Enabling SSL Encryption

The Jive SBS platform is capable of encrypting HTTP requests via SSL or TLS. Enabling encryption of HTTP traffic requires the following steps on a platform-managed host:

Copy cryptographic materials to the host. By default, the Jive HTTPD server attempts to load an X.509 certificate file from the path “/etc/jive/httpd/ssl/jive.crt” and the corresponding key from “/etc/jive/httpd/ssl/jive.key”. The paths to these files are configured in the default Apache HTTPD virtual host file located at “/etc/jive/httpd/sites/default.conf” and can be changed to any path desired.

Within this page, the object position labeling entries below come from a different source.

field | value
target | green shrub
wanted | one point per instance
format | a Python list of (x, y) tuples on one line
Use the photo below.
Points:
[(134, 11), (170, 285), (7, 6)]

Import the jive.crt into the Java Tomcat keystore. For example, run the following command as root, then restart the application:

/usr/local/jive/java/jre/bin/keytool -import -alias jiveCert -file /usr/local/jive/etc/httpd/ssl/jive.crt -keystore /usr/local/jive/java/jre/lib/security/cacerts

Enable SSL in the HTTPD server by specifying the “-D SSL” option in the Apache HTTPD configuration extension file located at “/etc/jive/conf/jive-httpd”. To enable SSL, open (or create) this file and add ‘OPTIONS=”-D”’ to the file.
With either Jive SBS's HTTP server or behind a third-party load balancer, add two attributes to the file at /usr/local/jive/applications/<app_name>/conf/server.xml. To the first (HTTP) /Server/Connector element, add this: scheme="https" proxyPort="443" proxyName="your.domain.com" -- where your.domain.com is the domain of your application.
After making the changes above, restart the Jive HTTPD server as described in the run book for Linux or Solaris.

Note: Except where noted above, if a third-party load balancer or external HTTP proxy is performing SSL termination upstream of the Jive HTTPD server, it is not necessary to configure the Jive HTTPD server for HTTP encryption in addition to the load balancer.

Note: If the private key file installed to the server is encrypted, the HTTPD server will interactively prompt the user for the password to decrypt the key.